Every indie developer knows the pain. A flood of playtest feedback pours in—"music went weird," "game crashed," "got stuck on a rock." You spend hours copying, pasting, and deciphering instead of fixing. This manual triage is a creativity killer.
The key principle is shifting your role from Scribe to Reviewer. Instead of writing everything down, you define the structure and let AI handle the initial drafting and organization. Your job becomes approving, editing, or merging the AI's work.
Imagine this mini-scenario: Ten players report the same physics bug in different ways. The AI identifies the core issue, merges duplicates, and generates one clear ticket: "Physics: Player character gets stuck on rock asset 'Rock_04' in the northern forest." You review and approve it in seconds.
Here’s how to implement this system in three high-level steps.
1. Define Your Gold-Standard Template
Formalize your perfect bug report. Open your project management tool, like GitHub Issues, and write down every field you manually fill—title, description, steps to reproduce, priority, labels (e.g., Audio, Crash). Formalize this into a strict markdown template.
2. Engineer the Core Prompt
Combine this template with your game's context glossary and priority rules to create a core instruction set for the AI. This prompt teaches it your terminology and how to structure information, turning "music went weird" into "Audio: Looping glitch in track 'CaveAmbience_02' after player death sequence."

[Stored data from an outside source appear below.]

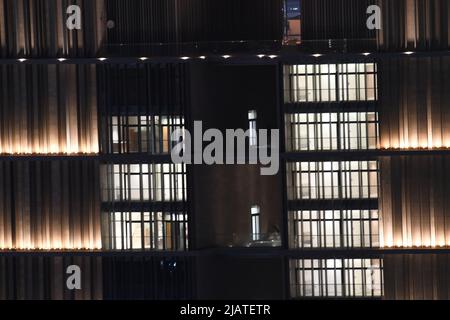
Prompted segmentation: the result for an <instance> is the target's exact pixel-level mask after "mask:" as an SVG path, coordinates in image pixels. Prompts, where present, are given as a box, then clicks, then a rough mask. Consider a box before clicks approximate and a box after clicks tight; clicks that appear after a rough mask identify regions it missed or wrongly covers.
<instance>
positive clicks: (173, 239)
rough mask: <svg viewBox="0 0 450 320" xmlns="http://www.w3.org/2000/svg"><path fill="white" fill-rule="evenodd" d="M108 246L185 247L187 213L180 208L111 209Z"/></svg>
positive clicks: (120, 248) (160, 248)
mask: <svg viewBox="0 0 450 320" xmlns="http://www.w3.org/2000/svg"><path fill="white" fill-rule="evenodd" d="M109 215H110V226H109V227H110V229H109V234H110V235H111V236H110V237H109V239H107V241H106V242H105V243H110V249H113V250H126V249H134V250H136V249H153V250H186V249H187V231H188V229H187V215H186V213H180V212H171V213H168V212H111V213H109Z"/></svg>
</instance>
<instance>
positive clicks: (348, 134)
mask: <svg viewBox="0 0 450 320" xmlns="http://www.w3.org/2000/svg"><path fill="white" fill-rule="evenodd" d="M285 119H286V145H287V149H288V151H316V150H367V149H376V148H377V147H378V114H377V113H376V112H341V113H294V114H287V115H286V117H285Z"/></svg>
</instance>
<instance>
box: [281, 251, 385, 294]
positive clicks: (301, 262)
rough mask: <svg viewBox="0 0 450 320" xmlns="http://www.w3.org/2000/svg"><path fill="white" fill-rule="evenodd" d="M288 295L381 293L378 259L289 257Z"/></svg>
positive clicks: (380, 282)
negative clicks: (298, 257) (290, 283)
mask: <svg viewBox="0 0 450 320" xmlns="http://www.w3.org/2000/svg"><path fill="white" fill-rule="evenodd" d="M290 283H291V297H292V298H302V297H382V296H383V260H382V259H303V260H291V261H290Z"/></svg>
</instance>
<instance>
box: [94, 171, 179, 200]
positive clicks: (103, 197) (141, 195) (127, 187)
mask: <svg viewBox="0 0 450 320" xmlns="http://www.w3.org/2000/svg"><path fill="white" fill-rule="evenodd" d="M107 170H108V173H107V174H106V179H105V181H103V182H102V185H103V200H104V201H146V200H152V201H185V200H186V166H185V165H184V164H169V163H163V164H114V165H107Z"/></svg>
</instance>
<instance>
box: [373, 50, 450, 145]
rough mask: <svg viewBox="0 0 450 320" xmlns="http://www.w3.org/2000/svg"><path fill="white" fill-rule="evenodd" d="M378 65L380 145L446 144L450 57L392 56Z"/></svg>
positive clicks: (419, 144) (448, 123) (427, 144)
mask: <svg viewBox="0 0 450 320" xmlns="http://www.w3.org/2000/svg"><path fill="white" fill-rule="evenodd" d="M379 68H380V72H379V74H380V79H381V81H380V92H381V94H380V100H379V107H380V142H381V147H382V148H394V149H396V148H401V149H411V148H412V149H417V148H427V149H431V148H442V147H450V124H449V123H450V111H449V110H448V109H449V108H447V106H448V105H449V104H450V94H449V90H448V88H447V86H446V85H445V81H447V80H450V79H449V75H448V74H447V73H445V72H444V71H449V70H450V58H449V57H433V58H409V57H403V58H392V59H385V60H382V61H380V62H379ZM438 71H439V72H438Z"/></svg>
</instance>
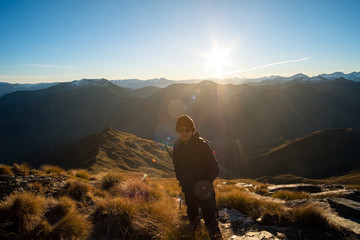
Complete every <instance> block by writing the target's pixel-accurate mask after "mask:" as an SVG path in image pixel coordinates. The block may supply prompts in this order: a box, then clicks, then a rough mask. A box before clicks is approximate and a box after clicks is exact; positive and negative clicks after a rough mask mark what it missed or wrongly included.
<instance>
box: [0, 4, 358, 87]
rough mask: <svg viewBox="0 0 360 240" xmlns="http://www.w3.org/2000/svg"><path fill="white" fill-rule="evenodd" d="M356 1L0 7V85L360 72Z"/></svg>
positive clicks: (56, 5)
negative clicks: (90, 79)
mask: <svg viewBox="0 0 360 240" xmlns="http://www.w3.org/2000/svg"><path fill="white" fill-rule="evenodd" d="M359 7H360V2H359V1H355V0H354V1H335V0H319V1H316V2H314V1H308V0H306V1H300V0H298V1H281V0H273V1H265V0H242V1H235V0H229V1H181V2H177V3H174V2H172V1H146V2H145V1H137V0H135V1H115V0H106V1H95V0H92V1H90V0H88V1H85V0H79V1H69V0H64V1H45V0H37V1H21V0H13V1H6V0H3V1H0V30H1V32H2V37H1V38H0V82H9V83H35V82H55V81H72V80H76V79H81V78H107V79H133V78H137V79H151V78H159V77H164V78H167V79H171V80H183V79H206V78H229V77H239V78H255V77H264V76H270V75H281V76H291V75H294V74H296V73H300V72H301V73H304V74H306V75H309V76H314V75H318V74H322V73H333V72H336V71H342V72H344V73H350V72H353V71H359V70H360V58H359V56H360V45H359V44H358V39H360V28H359V27H358V26H360V15H359V14H358V9H359Z"/></svg>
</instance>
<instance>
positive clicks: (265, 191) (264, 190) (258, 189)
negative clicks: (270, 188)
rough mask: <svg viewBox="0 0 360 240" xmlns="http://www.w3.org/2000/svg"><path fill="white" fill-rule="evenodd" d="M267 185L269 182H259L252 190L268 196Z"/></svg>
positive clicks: (267, 190) (267, 185)
mask: <svg viewBox="0 0 360 240" xmlns="http://www.w3.org/2000/svg"><path fill="white" fill-rule="evenodd" d="M269 186H270V185H269V184H259V185H256V187H255V189H254V190H255V192H256V193H257V194H260V195H265V196H268V195H270V194H269V191H268V187H269Z"/></svg>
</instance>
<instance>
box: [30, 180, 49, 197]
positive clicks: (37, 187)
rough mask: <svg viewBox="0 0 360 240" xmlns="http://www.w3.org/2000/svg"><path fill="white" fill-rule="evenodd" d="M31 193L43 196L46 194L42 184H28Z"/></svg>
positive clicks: (34, 182)
mask: <svg viewBox="0 0 360 240" xmlns="http://www.w3.org/2000/svg"><path fill="white" fill-rule="evenodd" d="M28 186H29V191H30V192H32V193H36V194H42V193H44V192H45V188H44V186H43V185H42V184H41V183H40V182H31V183H29V184H28Z"/></svg>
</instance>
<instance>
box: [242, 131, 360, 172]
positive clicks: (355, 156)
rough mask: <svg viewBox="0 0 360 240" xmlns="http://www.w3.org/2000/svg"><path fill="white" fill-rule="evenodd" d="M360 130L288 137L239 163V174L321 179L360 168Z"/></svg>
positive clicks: (330, 132)
mask: <svg viewBox="0 0 360 240" xmlns="http://www.w3.org/2000/svg"><path fill="white" fill-rule="evenodd" d="M359 146H360V131H359V130H357V129H351V128H350V129H325V130H319V131H316V132H314V133H311V134H309V135H307V136H305V137H302V138H295V139H292V140H288V141H286V142H285V143H283V144H281V145H279V146H277V147H276V148H274V149H271V150H270V151H269V152H267V153H265V154H262V155H260V156H256V157H254V158H252V159H249V160H247V161H245V162H243V163H242V164H241V165H237V166H236V167H237V173H238V174H239V175H241V176H246V177H252V178H254V177H263V176H277V175H281V174H293V175H295V176H301V177H306V178H313V179H321V178H328V177H331V176H338V175H343V174H346V173H349V172H351V171H353V170H354V169H360V147H359Z"/></svg>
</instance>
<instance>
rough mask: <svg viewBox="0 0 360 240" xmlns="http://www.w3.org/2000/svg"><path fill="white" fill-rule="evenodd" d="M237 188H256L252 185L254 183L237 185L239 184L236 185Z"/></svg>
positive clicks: (235, 185)
mask: <svg viewBox="0 0 360 240" xmlns="http://www.w3.org/2000/svg"><path fill="white" fill-rule="evenodd" d="M235 186H237V187H242V188H252V187H254V184H252V183H237V184H235Z"/></svg>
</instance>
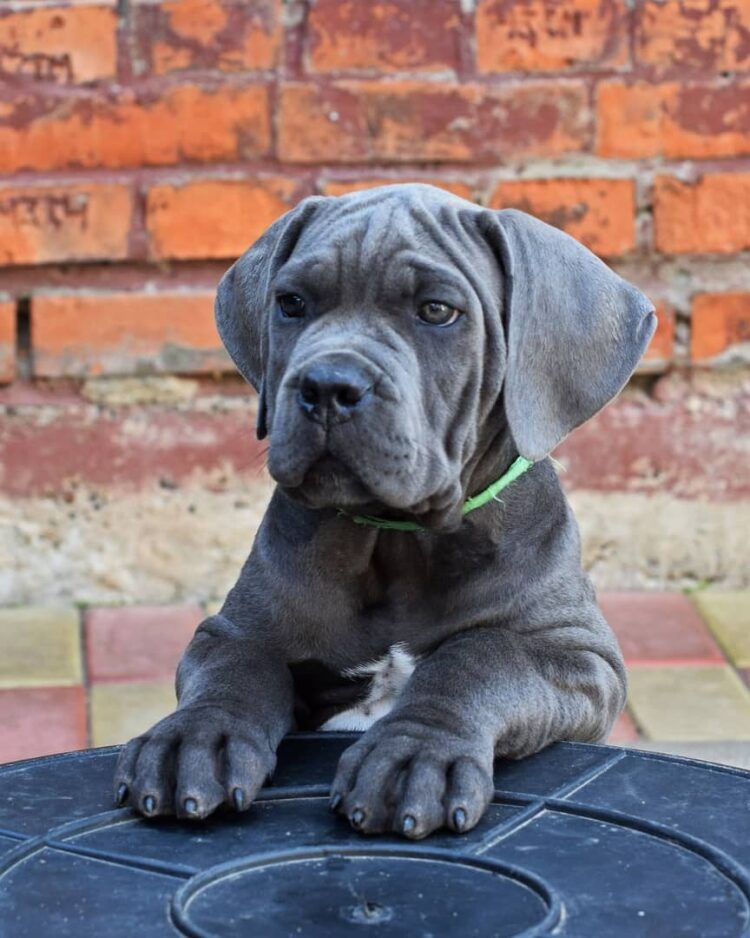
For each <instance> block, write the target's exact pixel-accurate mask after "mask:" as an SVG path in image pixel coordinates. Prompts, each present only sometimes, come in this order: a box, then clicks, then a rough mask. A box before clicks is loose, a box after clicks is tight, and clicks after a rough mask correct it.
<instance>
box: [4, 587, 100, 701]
mask: <svg viewBox="0 0 750 938" xmlns="http://www.w3.org/2000/svg"><path fill="white" fill-rule="evenodd" d="M82 679H83V672H82V668H81V638H80V623H79V614H78V610H77V609H71V608H54V607H46V606H45V607H42V606H23V607H19V608H16V609H0V687H6V688H7V687H41V686H50V685H51V686H65V685H70V684H80V683H81V681H82Z"/></svg>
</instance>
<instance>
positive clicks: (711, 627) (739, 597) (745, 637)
mask: <svg viewBox="0 0 750 938" xmlns="http://www.w3.org/2000/svg"><path fill="white" fill-rule="evenodd" d="M690 598H691V599H692V600H693V602H694V603H695V605H696V607H697V609H698V611H699V612H700V614H701V615H702V616H703V618H704V619H705V620H706V622H707V623H708V626H709V628H710V629H711V631H712V632H713V633H714V635H715V637H716V640H717V641H718V643H719V644H720V645H721V647H722V648H723V649H724V653H725V654H726V655H727V657H728V658H729V659H730V660H731V661H732V662H734V664H735V665H737V667H738V668H750V590H745V591H743V592H739V591H736V592H726V593H719V592H716V593H714V592H710V591H706V592H701V593H694V594H693V595H692V596H691V597H690Z"/></svg>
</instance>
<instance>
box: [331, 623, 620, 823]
mask: <svg viewBox="0 0 750 938" xmlns="http://www.w3.org/2000/svg"><path fill="white" fill-rule="evenodd" d="M600 626H603V620H602V621H601V623H598V622H597V623H596V624H595V626H594V628H593V630H592V629H590V628H586V627H581V626H576V625H571V626H556V627H550V628H549V629H539V628H535V629H534V630H533V631H528V632H526V633H525V634H524V633H523V632H514V631H511V630H509V629H505V628H499V627H485V628H477V629H471V630H467V631H465V632H461V633H459V634H457V635H454V636H452V637H451V638H449V639H447V640H446V641H444V642H443V643H442V644H441V645H440V646H439V647H438V648H437V649H436V650H435V651H434V652H433V653H432V654H430V655H428V656H427V657H425V658H423V659H422V660H421V661H420V663H419V664H418V665H417V667H416V669H415V671H414V673H413V675H412V677H411V679H410V680H409V683H408V684H407V685H406V687H405V688H404V691H403V692H402V694H401V696H400V697H399V699H398V702H397V703H396V706H395V708H394V709H393V710H392V711H391V712H390V713H389V714H388V715H387V716H386V717H384V718H383V719H381V720H379V721H378V722H377V723H376V724H375V725H374V726H372V727H371V728H370V729H369V730H368V731H367V732H366V733H365V734H364V735H363V736H362V738H361V739H360V740H358V741H357V742H356V743H355V744H354V745H353V746H352V747H350V748H349V749H348V750H347V751H346V752H345V753H344V755H343V756H342V758H341V761H340V764H339V769H338V772H337V775H336V778H335V780H334V783H333V786H332V789H331V807H332V808H333V809H334V810H338V811H339V812H340V813H342V814H344V815H346V817H347V818H348V819H349V821H350V823H351V824H352V826H353V827H354V828H355V829H357V830H360V831H362V832H363V833H376V832H383V831H390V830H393V831H396V832H398V833H402V834H404V835H406V836H407V837H410V838H421V837H424V836H426V835H427V834H429V833H431V832H432V831H434V830H436V829H437V828H439V827H443V826H446V827H450V828H452V829H453V830H455V831H465V830H469V829H470V828H472V827H473V826H474V825H475V824H476V823H477V822H478V821H479V819H480V818H481V816H482V814H483V813H484V810H485V808H486V807H487V804H488V803H489V801H490V798H491V797H492V791H493V760H494V757H495V756H507V757H510V758H520V757H522V756H526V755H530V754H531V753H534V752H537V751H538V750H540V749H542V748H544V747H545V746H547V745H549V744H550V743H552V742H554V741H556V740H560V739H578V740H589V741H594V740H598V739H602V738H604V737H605V736H606V734H607V733H608V731H609V728H610V727H611V725H612V723H613V722H614V720H615V718H616V716H617V714H618V713H619V712H620V710H621V708H622V706H623V704H624V700H625V672H624V667H623V665H622V661H621V658H620V655H619V651H618V649H617V646H616V643H615V642H614V639H613V638H612V637H611V635H610V634H609V633H608V630H607V629H606V626H604V627H603V628H601V627H600Z"/></svg>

3. Integrate with Your Pipeline
Automate the flow. Feed raw playtest comments into your AI system. It will generate structured drafts, and even chase details by asking follow-up questions like, "Could you tell us your operating system?" You then review, edit, merge, or reject these drafts directly into your tracker.
In summary, stop being the scribe. By creating a structured template and training an AI on your game's specific context, you automate the initial heavy lifting of bug report generation. This transforms chaotic feedback into actionable tickets, letting you focus on what matters most—making your game better.